Following the tutorial, we write a function that runs NS-Forest on an
example human lung cell CELLxGENE dataset. We assume the dataset has
been previously identified and downloaded.

See: [Chapter-01-CELLxGENE.ipynb](Chapter-01-CELLxGENE.ipynb)

To begin, we import modules, and assign module scope variables:

In [None]:
import os

import nsforest as ns
from nsforest import nsforesting
import scanpy as sc

DATA_DIR = "../data"

CELLXGENE_DIR = f"{DATA_DIR}/cellxgene"

NSFOREST_DIR = f"{DATA_DIR}/nsforest-2024-06-27"
TOTAL_COUNTS = 5000  # TODO: Select a more sensible value

NCBI_CELL_DIR = f"{DATA_DIR}/ncbi-cell"


Next we write the function, noting:

-   Some datasets have multiple annotations per sample
    (ex. `broad_cell_type` and `granular_cell_type`). NSForest can be
    run on multiple `cluster_header` values. Combining the parent and
    child markers may improve classification results.

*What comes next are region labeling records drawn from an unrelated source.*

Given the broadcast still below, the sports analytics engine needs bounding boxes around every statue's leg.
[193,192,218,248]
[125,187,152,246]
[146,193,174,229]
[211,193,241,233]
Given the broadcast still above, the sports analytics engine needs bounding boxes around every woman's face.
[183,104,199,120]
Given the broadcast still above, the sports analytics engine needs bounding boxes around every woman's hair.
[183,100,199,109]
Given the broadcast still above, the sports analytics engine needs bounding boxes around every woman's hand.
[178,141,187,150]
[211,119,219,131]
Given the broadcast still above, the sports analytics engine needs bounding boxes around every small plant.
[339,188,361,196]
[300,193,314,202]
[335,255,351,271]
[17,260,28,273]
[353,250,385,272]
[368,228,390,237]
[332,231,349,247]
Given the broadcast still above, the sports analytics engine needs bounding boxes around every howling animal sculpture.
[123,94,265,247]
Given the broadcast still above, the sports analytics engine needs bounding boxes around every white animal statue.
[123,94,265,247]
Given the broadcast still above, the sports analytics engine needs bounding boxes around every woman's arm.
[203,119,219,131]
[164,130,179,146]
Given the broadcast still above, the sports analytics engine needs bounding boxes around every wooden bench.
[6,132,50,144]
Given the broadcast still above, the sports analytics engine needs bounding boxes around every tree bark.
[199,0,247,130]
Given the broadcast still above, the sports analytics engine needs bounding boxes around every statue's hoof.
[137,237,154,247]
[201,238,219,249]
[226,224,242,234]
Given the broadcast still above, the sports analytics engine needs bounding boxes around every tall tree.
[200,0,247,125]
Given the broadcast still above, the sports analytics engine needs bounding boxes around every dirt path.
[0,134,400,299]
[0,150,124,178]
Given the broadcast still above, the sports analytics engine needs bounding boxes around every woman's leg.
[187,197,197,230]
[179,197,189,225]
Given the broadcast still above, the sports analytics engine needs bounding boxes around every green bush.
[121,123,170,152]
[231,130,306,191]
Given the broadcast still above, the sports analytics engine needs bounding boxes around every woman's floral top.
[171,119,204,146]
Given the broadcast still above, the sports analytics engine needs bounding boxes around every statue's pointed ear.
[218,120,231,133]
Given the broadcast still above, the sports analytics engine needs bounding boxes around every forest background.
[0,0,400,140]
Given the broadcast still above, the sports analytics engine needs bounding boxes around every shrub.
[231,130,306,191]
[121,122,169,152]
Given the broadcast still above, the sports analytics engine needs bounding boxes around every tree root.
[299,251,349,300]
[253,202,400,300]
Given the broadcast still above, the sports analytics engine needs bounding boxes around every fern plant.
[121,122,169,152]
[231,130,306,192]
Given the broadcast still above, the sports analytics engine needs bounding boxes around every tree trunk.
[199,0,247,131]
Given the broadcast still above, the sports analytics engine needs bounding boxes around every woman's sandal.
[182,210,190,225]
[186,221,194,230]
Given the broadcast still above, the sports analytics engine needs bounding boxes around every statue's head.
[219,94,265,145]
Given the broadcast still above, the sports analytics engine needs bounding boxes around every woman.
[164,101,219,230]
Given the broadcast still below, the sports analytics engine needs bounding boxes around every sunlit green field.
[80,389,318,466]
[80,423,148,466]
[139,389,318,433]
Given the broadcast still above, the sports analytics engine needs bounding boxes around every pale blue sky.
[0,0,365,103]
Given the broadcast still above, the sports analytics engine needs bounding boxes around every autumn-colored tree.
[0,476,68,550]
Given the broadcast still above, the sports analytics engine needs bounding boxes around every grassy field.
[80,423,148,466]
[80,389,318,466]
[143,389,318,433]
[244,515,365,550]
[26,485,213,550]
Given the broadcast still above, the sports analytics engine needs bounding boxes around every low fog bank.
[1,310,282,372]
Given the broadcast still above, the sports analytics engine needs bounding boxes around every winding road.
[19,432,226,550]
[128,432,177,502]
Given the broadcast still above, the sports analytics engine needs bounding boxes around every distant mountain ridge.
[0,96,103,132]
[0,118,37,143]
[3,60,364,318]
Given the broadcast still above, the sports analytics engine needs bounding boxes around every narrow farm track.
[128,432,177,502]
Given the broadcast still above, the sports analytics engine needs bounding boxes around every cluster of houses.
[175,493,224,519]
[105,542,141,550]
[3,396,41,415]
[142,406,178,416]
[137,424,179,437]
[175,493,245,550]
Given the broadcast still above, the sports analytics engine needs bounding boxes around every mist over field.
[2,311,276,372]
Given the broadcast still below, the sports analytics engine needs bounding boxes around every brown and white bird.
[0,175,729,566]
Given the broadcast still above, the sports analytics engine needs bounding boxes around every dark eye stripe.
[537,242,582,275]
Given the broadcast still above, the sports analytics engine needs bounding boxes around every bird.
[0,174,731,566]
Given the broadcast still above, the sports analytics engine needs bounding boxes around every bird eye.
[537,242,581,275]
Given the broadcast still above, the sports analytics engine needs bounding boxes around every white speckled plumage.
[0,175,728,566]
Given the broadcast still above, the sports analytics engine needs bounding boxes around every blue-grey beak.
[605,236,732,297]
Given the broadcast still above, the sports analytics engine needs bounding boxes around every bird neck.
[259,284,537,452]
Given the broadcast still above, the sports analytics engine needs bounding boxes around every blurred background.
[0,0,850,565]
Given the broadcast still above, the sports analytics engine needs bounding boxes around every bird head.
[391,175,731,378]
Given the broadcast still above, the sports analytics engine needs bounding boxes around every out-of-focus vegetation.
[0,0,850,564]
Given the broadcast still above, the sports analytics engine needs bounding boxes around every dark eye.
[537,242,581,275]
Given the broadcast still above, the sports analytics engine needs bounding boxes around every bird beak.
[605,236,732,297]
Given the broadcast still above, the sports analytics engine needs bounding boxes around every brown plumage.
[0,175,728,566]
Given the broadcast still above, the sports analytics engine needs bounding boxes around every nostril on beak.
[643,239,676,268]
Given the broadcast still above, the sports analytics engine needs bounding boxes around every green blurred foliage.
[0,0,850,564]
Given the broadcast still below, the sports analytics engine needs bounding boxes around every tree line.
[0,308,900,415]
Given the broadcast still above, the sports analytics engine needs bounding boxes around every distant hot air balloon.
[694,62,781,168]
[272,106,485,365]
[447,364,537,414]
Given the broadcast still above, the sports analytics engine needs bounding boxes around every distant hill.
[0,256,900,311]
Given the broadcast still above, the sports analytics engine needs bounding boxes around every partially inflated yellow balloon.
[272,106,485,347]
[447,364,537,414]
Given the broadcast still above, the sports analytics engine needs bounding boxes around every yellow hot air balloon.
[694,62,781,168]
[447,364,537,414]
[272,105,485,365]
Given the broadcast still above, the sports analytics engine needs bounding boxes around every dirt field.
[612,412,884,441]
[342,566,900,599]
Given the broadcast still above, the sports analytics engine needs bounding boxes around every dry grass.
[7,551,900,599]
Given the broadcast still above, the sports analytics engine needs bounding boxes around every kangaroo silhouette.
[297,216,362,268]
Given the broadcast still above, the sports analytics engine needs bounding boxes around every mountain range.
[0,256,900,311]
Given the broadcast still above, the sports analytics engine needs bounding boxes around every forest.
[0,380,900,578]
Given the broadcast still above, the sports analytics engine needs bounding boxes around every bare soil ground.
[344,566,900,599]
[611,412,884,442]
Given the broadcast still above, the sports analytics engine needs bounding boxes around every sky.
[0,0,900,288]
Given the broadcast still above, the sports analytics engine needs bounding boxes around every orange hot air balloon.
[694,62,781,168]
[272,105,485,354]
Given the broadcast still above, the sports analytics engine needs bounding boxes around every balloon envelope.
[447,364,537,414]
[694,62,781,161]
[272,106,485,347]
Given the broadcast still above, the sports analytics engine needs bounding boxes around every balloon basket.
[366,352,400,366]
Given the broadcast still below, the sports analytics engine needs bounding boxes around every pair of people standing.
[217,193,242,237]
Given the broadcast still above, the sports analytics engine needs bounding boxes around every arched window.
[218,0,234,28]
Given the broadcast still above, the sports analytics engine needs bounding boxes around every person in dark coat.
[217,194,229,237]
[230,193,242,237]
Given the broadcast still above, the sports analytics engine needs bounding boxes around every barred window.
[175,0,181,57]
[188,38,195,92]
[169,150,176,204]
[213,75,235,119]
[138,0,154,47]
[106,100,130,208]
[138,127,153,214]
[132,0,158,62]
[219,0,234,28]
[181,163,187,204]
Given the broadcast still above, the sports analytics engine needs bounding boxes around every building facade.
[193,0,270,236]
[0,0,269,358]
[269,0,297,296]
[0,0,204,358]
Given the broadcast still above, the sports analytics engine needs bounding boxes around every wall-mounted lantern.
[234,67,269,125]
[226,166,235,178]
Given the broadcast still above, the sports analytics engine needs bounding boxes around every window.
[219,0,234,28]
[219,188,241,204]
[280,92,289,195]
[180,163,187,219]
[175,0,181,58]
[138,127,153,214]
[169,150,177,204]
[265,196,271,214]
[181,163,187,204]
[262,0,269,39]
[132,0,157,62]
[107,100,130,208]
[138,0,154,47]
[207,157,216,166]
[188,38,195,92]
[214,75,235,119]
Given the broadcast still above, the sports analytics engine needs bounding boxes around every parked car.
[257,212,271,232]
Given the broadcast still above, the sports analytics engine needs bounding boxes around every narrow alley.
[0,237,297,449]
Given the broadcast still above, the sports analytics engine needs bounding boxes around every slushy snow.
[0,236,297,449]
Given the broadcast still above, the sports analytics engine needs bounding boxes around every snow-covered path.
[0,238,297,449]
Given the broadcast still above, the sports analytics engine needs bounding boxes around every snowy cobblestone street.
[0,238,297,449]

-   `adata.var_names` must be unique. If there is a problem, usually it
    can be solved by assigning `adata.var.index = adata.var["ensembl_id"]`.

-   Some datasets are too large and need to be downsampled to be run
    through the pipeline. When downsampling, be sure to have all the
    granular cluster annotations represented.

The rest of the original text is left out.